I am building a high-spec workstation on a X99 chipset, and I found that 64GB of DDR4 (non-ECC) RAM is quite affordable.
This got me wondering, because data integrity in my workloads are important; I specifically wanted to ask a question about what the expected frequency of corruption and memory errors might be, and at what sort of capacity level does ECC memory start to make a lot of sense.
We are balancing various variables here.
- system stability/data integrity/data corruption rate (affected by not only the type, but the quantity/density of the RAM)
- cost
- speed
Different ways to configure things would include:
No ECC, high-end i7 CPU, overclock it, somewhat faster RAM as well. This is cheaper.
Xeon CPU, no OC allowed, ECC ram supported, many more options (reg/buff'd) for RAM available as well, and much higher capacities of RAM are also possible. More expensive.

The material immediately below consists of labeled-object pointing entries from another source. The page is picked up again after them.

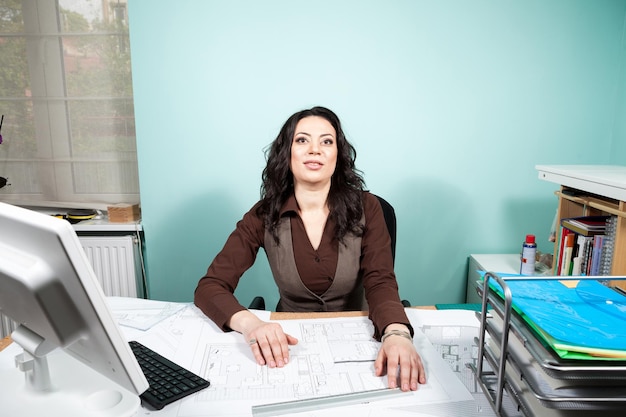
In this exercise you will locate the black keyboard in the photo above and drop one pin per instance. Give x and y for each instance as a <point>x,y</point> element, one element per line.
<point>168,381</point>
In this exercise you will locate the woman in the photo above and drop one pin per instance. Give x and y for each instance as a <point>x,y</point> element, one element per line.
<point>327,244</point>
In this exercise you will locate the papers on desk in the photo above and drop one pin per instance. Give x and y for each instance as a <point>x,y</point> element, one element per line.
<point>143,316</point>
<point>320,365</point>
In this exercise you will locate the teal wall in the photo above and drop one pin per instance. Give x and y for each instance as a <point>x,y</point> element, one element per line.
<point>450,104</point>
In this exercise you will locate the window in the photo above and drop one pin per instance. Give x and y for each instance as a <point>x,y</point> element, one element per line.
<point>66,96</point>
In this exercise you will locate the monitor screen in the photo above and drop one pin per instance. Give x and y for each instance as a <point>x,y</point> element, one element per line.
<point>47,286</point>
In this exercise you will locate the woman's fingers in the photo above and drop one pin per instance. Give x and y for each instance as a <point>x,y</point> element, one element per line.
<point>270,346</point>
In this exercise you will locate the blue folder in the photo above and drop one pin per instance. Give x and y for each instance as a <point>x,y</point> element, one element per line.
<point>580,320</point>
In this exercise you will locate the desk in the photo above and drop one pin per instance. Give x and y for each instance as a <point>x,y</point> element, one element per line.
<point>327,315</point>
<point>193,341</point>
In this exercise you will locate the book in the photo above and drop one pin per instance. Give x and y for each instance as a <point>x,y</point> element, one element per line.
<point>563,239</point>
<point>568,248</point>
<point>586,225</point>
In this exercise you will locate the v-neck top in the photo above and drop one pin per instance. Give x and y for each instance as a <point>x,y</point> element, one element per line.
<point>214,294</point>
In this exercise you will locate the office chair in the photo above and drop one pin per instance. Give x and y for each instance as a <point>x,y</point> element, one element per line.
<point>389,213</point>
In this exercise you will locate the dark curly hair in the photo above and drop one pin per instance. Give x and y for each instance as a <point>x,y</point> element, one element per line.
<point>347,184</point>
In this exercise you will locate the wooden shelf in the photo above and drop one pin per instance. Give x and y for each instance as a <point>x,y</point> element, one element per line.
<point>592,190</point>
<point>574,203</point>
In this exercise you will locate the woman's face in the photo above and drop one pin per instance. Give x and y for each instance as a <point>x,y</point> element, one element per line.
<point>313,151</point>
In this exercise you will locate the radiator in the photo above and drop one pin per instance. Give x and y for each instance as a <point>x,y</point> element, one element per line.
<point>113,259</point>
<point>116,263</point>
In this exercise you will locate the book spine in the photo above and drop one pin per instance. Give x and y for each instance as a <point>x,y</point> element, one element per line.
<point>567,255</point>
<point>606,259</point>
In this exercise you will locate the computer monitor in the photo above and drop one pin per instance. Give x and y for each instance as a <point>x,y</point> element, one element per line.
<point>75,359</point>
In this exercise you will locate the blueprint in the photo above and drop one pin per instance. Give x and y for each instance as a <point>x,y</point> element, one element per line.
<point>332,357</point>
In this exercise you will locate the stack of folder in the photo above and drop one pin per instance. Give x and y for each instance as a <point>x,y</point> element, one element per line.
<point>561,347</point>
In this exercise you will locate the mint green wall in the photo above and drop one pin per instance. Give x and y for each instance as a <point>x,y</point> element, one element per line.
<point>450,104</point>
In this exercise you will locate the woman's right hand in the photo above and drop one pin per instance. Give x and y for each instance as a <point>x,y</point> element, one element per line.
<point>268,342</point>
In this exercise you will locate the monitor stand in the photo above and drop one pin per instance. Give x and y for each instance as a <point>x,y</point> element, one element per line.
<point>56,384</point>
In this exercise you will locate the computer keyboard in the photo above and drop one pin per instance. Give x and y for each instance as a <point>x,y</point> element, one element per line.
<point>168,381</point>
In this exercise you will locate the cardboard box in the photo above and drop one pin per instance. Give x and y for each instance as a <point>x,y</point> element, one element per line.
<point>123,213</point>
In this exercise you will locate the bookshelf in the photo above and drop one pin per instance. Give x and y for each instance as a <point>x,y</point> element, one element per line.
<point>592,190</point>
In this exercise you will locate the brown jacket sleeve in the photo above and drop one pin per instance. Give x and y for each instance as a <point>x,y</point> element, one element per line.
<point>214,293</point>
<point>379,279</point>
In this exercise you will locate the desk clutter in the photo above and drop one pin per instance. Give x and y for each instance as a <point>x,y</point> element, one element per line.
<point>549,347</point>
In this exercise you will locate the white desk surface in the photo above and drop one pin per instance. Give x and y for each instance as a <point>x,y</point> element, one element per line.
<point>186,336</point>
<point>605,180</point>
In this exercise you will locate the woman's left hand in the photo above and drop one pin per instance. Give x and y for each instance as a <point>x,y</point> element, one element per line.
<point>399,352</point>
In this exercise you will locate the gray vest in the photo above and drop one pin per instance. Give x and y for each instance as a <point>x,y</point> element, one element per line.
<point>344,294</point>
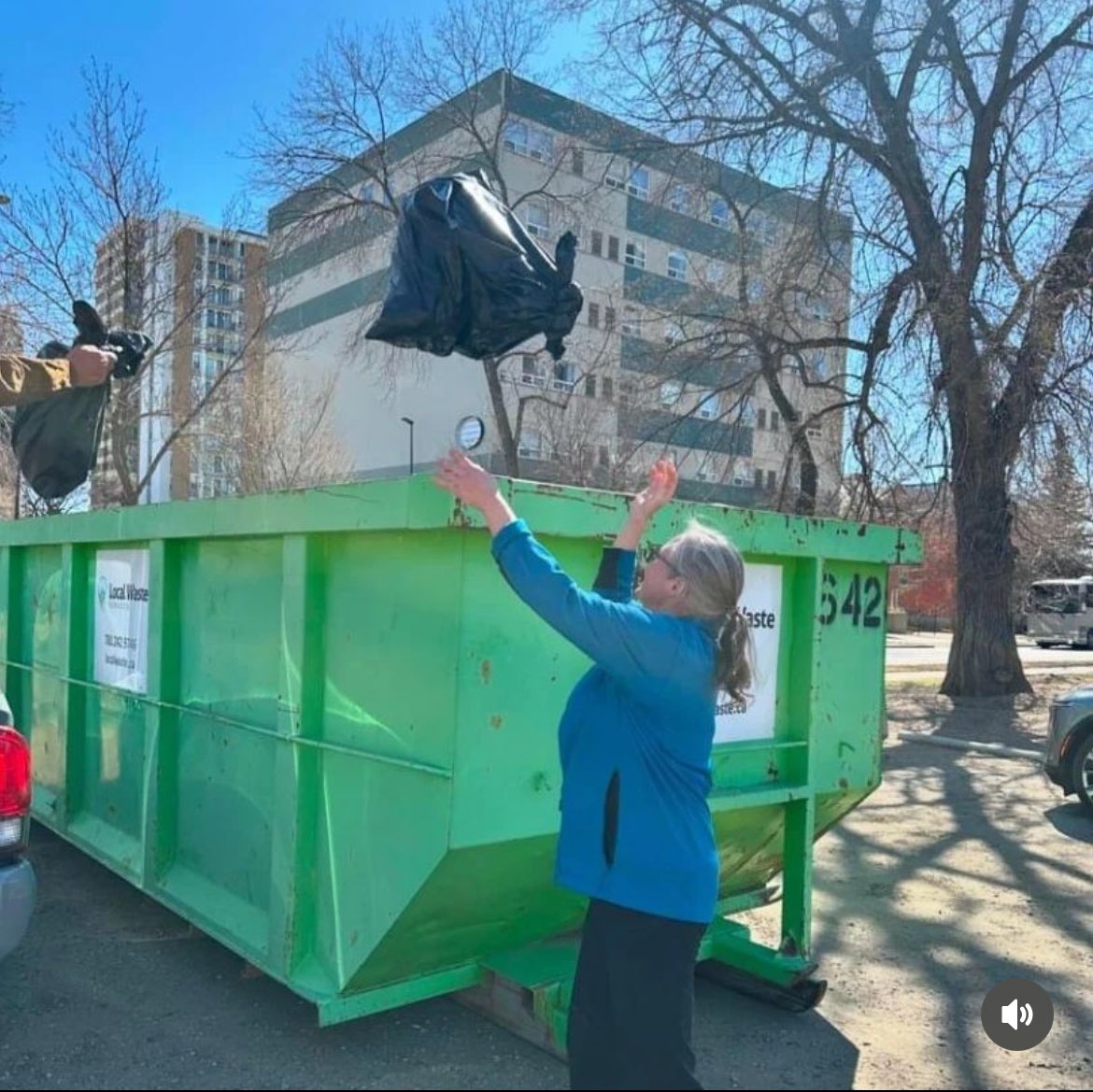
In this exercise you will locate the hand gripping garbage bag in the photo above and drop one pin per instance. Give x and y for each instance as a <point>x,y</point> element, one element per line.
<point>467,277</point>
<point>56,439</point>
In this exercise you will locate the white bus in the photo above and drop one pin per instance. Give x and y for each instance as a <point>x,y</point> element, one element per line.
<point>1060,612</point>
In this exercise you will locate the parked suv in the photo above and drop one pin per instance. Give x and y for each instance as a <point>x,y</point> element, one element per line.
<point>18,884</point>
<point>1069,759</point>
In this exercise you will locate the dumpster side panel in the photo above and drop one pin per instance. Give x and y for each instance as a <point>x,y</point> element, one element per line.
<point>391,645</point>
<point>38,666</point>
<point>847,689</point>
<point>515,676</point>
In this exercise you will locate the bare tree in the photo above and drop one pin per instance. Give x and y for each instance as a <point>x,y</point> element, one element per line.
<point>950,130</point>
<point>106,207</point>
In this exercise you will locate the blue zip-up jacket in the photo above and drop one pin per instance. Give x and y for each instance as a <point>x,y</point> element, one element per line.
<point>635,738</point>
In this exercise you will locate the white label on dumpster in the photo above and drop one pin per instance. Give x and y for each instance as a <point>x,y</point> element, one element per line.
<point>121,597</point>
<point>762,607</point>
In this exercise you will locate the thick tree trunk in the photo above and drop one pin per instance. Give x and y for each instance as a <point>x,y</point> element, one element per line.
<point>984,659</point>
<point>492,368</point>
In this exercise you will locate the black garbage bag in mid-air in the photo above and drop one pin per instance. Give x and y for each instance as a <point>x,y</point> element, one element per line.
<point>467,277</point>
<point>56,439</point>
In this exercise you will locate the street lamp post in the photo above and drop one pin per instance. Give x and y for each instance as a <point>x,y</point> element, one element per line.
<point>409,421</point>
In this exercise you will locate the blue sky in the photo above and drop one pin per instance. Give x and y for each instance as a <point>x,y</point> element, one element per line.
<point>200,65</point>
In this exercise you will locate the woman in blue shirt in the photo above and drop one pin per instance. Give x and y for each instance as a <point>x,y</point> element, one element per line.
<point>635,745</point>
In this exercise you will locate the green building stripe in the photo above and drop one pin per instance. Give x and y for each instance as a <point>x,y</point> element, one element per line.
<point>346,297</point>
<point>606,134</point>
<point>358,233</point>
<point>645,357</point>
<point>675,229</point>
<point>660,426</point>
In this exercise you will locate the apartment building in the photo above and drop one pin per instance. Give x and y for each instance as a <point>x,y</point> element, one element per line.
<point>679,259</point>
<point>198,291</point>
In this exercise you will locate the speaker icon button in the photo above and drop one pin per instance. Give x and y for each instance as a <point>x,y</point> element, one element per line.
<point>1016,1014</point>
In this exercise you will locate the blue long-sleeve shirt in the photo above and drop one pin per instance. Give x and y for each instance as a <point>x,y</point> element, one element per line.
<point>635,738</point>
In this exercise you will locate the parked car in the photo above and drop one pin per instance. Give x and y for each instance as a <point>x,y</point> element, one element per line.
<point>18,885</point>
<point>1069,759</point>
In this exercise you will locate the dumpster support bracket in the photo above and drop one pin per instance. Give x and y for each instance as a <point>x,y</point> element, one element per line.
<point>528,991</point>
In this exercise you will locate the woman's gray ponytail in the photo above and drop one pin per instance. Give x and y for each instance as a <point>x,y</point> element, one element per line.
<point>732,669</point>
<point>714,572</point>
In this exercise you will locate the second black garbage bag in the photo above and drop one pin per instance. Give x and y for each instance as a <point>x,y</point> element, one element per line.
<point>467,277</point>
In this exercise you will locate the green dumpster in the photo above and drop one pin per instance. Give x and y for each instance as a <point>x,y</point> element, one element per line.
<point>320,727</point>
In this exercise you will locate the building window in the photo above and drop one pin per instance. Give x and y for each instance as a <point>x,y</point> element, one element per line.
<point>709,406</point>
<point>764,226</point>
<point>537,219</point>
<point>526,140</point>
<point>565,377</point>
<point>532,374</point>
<point>638,185</point>
<point>679,199</point>
<point>532,444</point>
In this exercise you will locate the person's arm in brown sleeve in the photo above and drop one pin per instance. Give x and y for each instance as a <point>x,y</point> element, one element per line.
<point>31,379</point>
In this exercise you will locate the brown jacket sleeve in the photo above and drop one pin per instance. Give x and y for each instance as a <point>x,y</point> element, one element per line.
<point>30,379</point>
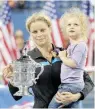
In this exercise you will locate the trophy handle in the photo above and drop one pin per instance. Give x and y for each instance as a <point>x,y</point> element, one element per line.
<point>38,65</point>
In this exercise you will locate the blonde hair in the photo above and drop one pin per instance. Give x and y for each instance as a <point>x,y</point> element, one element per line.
<point>40,16</point>
<point>75,12</point>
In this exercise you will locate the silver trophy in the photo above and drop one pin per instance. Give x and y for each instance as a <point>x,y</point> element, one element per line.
<point>24,74</point>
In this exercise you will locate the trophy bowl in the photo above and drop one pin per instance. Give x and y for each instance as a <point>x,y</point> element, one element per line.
<point>24,74</point>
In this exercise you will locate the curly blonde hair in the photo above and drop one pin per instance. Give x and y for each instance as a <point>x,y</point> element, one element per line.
<point>40,16</point>
<point>75,12</point>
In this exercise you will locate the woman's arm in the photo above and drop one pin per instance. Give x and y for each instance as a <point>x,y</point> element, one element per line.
<point>68,97</point>
<point>89,85</point>
<point>13,90</point>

This is somewhat related to this question but I wanted to ask a more specific question about how I should be looking to balance these factors because sometimes having more speed for significantly less cost, but with slightly reduced data integrity guarantees can still be a win, especially in a situation where it's not really clear which side of the server/workstation line we're on.
You also have factors such as, with a non-ECC "consumer" type system you can "screen" them for stability by memtesting them, which can be a significant time investment. The cost of this downtime and the effort involved also should be factored in.